When boiling water without any other ingredients in it, why start from cold?

Erik P.
  • When boiling water without any other ingredients in it, why start from cold? Erik P.

    A question about probably the most mundane subject in cooking: boiling water.

    For cooking techniques where you drop ingredients in simmering or boiling water - such as for vegetables, pasta, many rice recipes - I have often seen the recommendation that you start by putting cold water into a pot, then bring it to a boil. Why would you not start with hot water from the tap? It's going to be quicker than heating cold water, and your water heater is going to be way more energy efficient than your stove top at heating the stuff.

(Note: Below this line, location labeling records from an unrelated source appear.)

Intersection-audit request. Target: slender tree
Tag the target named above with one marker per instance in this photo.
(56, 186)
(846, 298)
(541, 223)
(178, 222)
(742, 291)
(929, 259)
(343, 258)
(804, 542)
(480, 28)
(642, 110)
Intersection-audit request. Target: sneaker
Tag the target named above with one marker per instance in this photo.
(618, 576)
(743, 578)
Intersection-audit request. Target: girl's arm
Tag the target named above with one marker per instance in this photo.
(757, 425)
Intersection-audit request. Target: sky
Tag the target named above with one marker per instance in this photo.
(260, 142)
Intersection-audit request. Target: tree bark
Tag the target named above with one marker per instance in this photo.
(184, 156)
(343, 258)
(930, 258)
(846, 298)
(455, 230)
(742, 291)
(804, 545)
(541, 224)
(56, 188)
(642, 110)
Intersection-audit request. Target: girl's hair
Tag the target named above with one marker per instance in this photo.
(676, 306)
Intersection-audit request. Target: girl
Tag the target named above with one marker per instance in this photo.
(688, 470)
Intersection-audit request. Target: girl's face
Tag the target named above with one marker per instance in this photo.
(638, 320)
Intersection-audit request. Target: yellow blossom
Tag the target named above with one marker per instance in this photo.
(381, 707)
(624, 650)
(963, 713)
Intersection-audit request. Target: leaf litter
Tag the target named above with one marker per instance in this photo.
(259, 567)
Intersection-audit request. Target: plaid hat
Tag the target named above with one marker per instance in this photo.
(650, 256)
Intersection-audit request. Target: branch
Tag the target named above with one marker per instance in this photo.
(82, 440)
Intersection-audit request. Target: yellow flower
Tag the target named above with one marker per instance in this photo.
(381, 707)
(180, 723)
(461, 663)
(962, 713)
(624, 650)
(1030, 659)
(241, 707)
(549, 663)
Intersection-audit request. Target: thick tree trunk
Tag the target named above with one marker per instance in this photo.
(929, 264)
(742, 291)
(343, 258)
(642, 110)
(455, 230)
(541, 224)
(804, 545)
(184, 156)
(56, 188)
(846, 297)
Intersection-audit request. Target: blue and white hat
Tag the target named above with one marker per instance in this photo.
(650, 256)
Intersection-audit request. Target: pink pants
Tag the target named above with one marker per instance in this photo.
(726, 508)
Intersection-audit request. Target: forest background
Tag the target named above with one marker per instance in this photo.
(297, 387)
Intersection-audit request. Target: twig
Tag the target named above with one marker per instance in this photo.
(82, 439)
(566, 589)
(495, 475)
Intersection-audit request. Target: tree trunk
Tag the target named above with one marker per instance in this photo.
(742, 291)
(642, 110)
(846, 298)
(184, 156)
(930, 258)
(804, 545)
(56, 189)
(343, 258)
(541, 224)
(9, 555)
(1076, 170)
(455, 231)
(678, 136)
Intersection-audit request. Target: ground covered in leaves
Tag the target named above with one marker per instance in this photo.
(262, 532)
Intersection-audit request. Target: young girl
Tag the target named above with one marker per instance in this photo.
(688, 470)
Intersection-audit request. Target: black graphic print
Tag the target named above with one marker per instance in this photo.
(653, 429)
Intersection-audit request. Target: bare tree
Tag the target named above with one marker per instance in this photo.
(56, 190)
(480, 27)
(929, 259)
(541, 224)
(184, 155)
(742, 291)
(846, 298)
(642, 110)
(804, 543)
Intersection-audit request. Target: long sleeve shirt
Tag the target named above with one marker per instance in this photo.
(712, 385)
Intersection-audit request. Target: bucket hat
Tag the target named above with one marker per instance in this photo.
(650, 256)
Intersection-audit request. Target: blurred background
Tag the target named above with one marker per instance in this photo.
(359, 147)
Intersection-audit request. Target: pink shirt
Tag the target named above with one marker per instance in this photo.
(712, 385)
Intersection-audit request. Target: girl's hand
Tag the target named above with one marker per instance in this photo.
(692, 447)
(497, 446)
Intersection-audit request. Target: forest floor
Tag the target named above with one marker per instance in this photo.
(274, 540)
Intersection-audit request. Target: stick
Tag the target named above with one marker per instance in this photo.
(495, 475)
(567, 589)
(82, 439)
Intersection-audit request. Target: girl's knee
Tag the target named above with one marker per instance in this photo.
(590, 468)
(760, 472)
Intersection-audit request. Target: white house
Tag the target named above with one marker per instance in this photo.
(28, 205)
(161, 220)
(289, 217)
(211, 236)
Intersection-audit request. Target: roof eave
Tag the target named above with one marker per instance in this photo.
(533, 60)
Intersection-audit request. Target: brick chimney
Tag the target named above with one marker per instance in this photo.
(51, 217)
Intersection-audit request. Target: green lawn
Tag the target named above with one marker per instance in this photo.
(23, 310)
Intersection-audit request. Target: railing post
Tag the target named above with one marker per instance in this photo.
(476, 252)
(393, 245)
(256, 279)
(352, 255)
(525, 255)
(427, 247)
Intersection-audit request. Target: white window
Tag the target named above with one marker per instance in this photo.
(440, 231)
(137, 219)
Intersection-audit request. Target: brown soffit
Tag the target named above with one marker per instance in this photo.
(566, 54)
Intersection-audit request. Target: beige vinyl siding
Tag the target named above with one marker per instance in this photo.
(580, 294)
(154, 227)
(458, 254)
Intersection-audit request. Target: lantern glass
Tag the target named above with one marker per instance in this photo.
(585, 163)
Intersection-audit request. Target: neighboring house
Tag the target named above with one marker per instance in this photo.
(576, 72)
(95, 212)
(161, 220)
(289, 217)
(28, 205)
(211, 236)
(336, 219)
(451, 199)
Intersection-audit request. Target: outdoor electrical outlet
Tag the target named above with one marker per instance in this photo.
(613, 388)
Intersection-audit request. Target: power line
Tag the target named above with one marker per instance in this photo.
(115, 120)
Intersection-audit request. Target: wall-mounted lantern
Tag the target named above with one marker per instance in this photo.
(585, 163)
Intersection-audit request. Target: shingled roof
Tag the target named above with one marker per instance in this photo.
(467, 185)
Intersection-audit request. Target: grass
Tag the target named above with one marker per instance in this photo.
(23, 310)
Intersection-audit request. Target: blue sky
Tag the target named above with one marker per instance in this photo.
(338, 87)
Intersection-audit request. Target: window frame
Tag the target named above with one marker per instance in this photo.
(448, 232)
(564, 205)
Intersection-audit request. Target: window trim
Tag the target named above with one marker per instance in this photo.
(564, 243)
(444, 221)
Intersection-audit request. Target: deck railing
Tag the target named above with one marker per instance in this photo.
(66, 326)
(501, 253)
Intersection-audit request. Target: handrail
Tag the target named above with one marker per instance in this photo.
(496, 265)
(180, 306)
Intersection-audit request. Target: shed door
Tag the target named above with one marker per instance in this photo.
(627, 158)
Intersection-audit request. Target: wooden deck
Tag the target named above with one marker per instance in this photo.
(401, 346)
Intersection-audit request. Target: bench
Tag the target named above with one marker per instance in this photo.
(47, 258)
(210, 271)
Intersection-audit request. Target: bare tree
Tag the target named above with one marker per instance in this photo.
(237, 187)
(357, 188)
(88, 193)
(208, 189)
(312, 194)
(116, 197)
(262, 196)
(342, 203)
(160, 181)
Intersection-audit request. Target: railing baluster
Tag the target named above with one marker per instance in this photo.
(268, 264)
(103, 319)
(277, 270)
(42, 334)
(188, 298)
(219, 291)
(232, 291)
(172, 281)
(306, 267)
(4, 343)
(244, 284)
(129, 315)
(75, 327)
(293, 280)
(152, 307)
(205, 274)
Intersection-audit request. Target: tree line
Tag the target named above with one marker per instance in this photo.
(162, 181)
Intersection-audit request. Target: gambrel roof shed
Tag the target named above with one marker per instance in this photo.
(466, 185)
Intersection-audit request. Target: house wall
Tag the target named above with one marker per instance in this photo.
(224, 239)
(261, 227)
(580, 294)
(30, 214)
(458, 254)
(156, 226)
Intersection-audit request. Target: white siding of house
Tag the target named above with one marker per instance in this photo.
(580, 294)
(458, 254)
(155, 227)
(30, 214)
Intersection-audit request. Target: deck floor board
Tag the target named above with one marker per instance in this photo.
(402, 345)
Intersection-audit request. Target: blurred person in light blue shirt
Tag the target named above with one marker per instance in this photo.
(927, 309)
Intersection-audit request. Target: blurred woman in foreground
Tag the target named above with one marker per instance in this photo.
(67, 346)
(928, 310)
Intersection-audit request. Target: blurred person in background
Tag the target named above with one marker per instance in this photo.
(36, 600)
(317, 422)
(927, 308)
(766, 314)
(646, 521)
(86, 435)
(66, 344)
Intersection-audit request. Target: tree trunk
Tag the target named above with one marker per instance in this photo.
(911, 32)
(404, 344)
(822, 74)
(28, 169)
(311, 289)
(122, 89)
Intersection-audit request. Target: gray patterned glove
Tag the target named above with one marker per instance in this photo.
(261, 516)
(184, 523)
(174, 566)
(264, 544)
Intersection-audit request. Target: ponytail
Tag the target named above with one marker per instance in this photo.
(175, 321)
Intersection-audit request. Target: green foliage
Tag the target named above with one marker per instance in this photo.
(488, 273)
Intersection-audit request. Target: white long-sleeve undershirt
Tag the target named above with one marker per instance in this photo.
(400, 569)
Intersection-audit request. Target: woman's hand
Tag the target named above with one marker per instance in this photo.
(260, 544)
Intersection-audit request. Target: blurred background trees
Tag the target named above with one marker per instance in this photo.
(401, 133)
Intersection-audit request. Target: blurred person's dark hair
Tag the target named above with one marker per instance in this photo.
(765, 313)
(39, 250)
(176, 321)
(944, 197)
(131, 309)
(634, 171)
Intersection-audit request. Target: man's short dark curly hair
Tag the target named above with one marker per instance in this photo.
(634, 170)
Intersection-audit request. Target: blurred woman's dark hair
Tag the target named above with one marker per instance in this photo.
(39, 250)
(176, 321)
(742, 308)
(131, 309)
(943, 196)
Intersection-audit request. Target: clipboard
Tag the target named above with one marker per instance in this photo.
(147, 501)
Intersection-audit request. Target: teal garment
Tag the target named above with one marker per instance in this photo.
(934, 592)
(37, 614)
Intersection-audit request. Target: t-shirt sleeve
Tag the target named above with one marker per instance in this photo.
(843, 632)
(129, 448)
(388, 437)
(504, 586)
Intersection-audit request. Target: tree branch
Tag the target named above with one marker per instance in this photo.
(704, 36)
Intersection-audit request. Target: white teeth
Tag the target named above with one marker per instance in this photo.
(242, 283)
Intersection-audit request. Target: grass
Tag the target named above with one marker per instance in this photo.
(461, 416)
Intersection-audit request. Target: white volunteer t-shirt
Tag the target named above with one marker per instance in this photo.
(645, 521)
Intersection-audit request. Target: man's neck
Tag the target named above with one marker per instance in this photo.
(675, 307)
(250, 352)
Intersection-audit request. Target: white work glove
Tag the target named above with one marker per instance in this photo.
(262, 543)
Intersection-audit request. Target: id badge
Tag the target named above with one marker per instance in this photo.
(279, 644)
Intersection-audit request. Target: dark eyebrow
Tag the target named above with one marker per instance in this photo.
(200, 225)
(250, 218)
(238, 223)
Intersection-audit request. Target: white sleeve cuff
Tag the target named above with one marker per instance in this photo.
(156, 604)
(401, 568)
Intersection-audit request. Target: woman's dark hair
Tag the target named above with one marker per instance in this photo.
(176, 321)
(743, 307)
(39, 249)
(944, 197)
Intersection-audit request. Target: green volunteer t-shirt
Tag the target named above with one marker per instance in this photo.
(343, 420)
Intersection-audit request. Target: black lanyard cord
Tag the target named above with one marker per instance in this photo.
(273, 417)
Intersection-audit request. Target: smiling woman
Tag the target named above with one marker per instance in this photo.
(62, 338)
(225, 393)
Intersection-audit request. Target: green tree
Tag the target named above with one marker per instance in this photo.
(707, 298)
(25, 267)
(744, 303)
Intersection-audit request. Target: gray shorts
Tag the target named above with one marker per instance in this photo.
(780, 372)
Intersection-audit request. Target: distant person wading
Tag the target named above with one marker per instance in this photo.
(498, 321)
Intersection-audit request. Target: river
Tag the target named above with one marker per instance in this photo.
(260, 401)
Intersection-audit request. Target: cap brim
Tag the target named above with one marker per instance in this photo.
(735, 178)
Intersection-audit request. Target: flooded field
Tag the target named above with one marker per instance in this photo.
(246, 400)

    In particular, is there any physical or chemical process that starting from cold water encourages or prevents from happening?

    (To reiterate: in the case where you add stuff to cold water and then start heating it, there clearly is a difference with starting with hot water; this question is about the case where you drop your ingredients in pure water that's already boiling.)

  • There has been a lot of discussion over the years in cooking circles about whether cold water or hot water comes to a boil faster, and the people that wrote those recipes are passing on their determination on to you. There is zero functional difference between one pot of boiling water and another. Once a roiling boil has been achieved, the water will always be the exact same temperature. That is one of the reasons that we use water as a cooking medium.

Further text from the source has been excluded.